Da capo

J’avance somnanbule dans un monde strié par le va-et-vient du jour et de la nuit, vêtu des lambeaux d’un récit rapiécé qui enchante cependant ma vie. Il raconte, drapeau blanc, mon appartenance à l’espèce mais ne me réchauffe guère.
Il me faut aller tête baissée dedans le brasier, lever la tête qui est dans ma tête, regarder à gauche, regarder à droite, prendre et déposer comme l’abeille le fait avec la fleur du pommier cet autre dont j’ai besoin, dans un monde sans image, et ensemencer la page qui peine à faire voir le feu dont on est fait.
Le roncier s’est refermé derrière moi, je ne reverrai plus la clairière patiemment dégagée. Il me faut recommencer.

Jean Prod’hom

Dimanche 28 février 2010

L’eau noie les songes creux et dissémine les pensées qu’on croyait éternelles. Demeurent nos vies qui s’allègent jusqu’à la ruine et pour lesquelles on mendiera un jour encore.
J’aperçois le vieux qui brasse la neige, seul dans le bois, il va à la lisière visiter ses abeilles qu’on entend lorsque le soleil guigne. Les ruches enflamment une dernière fois les alentours. Sera-t-il avec elles ce printemps?
Comment rassembler les promesses qui débordent avec les mots d’avant?

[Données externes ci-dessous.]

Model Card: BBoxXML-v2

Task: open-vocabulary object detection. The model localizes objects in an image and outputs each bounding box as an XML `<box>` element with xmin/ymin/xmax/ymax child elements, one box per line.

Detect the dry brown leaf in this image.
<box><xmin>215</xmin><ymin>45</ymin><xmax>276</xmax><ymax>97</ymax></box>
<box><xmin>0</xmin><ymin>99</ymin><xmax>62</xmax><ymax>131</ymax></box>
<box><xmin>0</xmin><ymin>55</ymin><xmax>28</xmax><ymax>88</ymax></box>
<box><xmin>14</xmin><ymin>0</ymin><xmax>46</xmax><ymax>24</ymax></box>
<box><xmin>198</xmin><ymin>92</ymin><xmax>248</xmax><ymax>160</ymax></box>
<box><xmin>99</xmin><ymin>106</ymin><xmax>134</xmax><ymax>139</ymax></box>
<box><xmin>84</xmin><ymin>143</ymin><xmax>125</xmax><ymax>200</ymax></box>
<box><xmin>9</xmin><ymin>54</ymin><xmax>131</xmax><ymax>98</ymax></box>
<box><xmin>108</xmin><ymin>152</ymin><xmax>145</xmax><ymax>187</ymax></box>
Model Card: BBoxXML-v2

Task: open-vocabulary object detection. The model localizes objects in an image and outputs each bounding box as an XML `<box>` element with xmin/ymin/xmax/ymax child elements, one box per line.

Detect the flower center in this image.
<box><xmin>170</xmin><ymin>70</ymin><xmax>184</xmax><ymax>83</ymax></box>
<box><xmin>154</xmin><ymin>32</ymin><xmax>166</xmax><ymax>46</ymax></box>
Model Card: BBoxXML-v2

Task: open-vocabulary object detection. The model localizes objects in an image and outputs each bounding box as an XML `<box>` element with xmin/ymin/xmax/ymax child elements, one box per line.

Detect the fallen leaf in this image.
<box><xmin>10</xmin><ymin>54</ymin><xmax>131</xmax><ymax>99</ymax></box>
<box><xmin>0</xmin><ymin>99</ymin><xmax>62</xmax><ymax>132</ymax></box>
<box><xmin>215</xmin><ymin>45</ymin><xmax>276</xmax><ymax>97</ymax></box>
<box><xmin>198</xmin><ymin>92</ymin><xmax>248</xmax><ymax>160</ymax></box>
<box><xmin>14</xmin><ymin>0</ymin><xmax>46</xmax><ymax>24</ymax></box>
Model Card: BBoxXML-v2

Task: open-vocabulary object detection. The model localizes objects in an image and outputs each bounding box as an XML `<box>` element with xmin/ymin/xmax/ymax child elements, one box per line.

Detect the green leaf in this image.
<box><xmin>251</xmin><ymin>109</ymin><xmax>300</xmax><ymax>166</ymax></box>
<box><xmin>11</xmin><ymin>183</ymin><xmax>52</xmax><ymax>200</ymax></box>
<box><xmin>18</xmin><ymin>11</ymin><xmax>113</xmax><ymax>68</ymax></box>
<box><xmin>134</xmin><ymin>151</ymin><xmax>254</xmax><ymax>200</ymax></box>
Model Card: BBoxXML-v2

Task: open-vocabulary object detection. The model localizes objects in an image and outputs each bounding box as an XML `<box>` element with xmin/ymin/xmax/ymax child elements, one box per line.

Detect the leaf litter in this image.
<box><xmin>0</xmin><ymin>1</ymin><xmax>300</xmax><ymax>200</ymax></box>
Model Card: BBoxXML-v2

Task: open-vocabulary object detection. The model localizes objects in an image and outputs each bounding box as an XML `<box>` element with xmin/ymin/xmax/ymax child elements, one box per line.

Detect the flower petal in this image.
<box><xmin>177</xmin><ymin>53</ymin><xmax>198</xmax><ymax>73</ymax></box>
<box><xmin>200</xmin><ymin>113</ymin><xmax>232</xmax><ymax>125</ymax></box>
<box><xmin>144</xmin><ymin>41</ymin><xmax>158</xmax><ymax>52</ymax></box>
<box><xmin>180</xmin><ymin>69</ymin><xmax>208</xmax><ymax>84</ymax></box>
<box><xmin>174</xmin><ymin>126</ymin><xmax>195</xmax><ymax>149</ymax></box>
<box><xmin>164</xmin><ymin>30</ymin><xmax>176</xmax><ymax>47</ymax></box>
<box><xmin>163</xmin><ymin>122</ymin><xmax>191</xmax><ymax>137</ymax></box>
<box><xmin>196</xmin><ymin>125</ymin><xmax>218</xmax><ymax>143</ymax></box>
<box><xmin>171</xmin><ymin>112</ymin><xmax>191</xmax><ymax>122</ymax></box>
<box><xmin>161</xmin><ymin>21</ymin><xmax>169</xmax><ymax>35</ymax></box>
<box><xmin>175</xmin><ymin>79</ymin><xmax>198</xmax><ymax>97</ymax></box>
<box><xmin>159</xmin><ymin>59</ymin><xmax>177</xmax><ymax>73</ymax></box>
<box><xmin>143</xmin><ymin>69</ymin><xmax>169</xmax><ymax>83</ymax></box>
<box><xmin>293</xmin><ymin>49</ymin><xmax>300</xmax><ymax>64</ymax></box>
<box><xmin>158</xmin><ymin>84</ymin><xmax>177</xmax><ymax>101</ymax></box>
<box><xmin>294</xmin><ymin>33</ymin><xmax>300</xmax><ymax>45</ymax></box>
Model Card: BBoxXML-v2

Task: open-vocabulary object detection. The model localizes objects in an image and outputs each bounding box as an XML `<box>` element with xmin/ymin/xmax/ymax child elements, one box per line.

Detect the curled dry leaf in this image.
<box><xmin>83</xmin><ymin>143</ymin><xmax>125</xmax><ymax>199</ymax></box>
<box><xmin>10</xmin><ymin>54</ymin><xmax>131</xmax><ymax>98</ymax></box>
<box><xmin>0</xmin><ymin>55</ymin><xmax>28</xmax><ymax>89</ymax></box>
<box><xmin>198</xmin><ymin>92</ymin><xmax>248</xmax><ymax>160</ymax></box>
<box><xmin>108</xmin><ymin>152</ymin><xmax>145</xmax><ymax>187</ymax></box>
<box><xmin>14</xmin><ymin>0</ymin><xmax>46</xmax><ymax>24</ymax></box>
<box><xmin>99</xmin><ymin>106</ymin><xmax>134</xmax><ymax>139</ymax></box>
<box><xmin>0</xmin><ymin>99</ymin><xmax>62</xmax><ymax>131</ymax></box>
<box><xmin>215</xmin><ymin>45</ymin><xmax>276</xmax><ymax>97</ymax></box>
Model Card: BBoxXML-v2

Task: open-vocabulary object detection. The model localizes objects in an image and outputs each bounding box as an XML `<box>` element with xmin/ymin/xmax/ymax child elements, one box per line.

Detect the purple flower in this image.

Comment contenir ce qui va sans se retourner? Je demeure en retrait et assiste à la poussée de ce à quoi je serai peut-être convié.

Jean Prod’hom

Vent debout

J’ai fait ce soir la connaissance d’un poisson aux écailles bleues et aux reflets d’argent, arc-bouté dans un aquarium domestique, debout contre le courant engendré par un moteur à quatre-sous. Sa nageoire caudale, soyeuse, qui allait et venait sans discontinuer, le maintenait immobile au milieu de l’aquarium, il ne ménageait pas ses efforts pour demeurer dans cet équilibre précaire. Sans relâche. Mais qui donc a osé mettre en scène cet édifiant spectacle?
Courageux, je songe un bref instant à vider l’aquarium pour abréger une vie qui n’en a que le nom. Mais que dirait le propriétaire? Je m’approche alors de l’animal, me penche et, à voix basse, le supplie de bien vouloir fermer les yeux sur ce que je ne suis plus en mesure de supporter : sans succès!
Je quitte l’insensé, défait, remonte la Rue de la Farce jusque chez moi, sous la pluie et contre le vent, les yeux rivés aux pavés qui brillent comme des miroirs. J’entends devant la boulangerie le bruit d’un moteur, c’est celui d’un pétrin.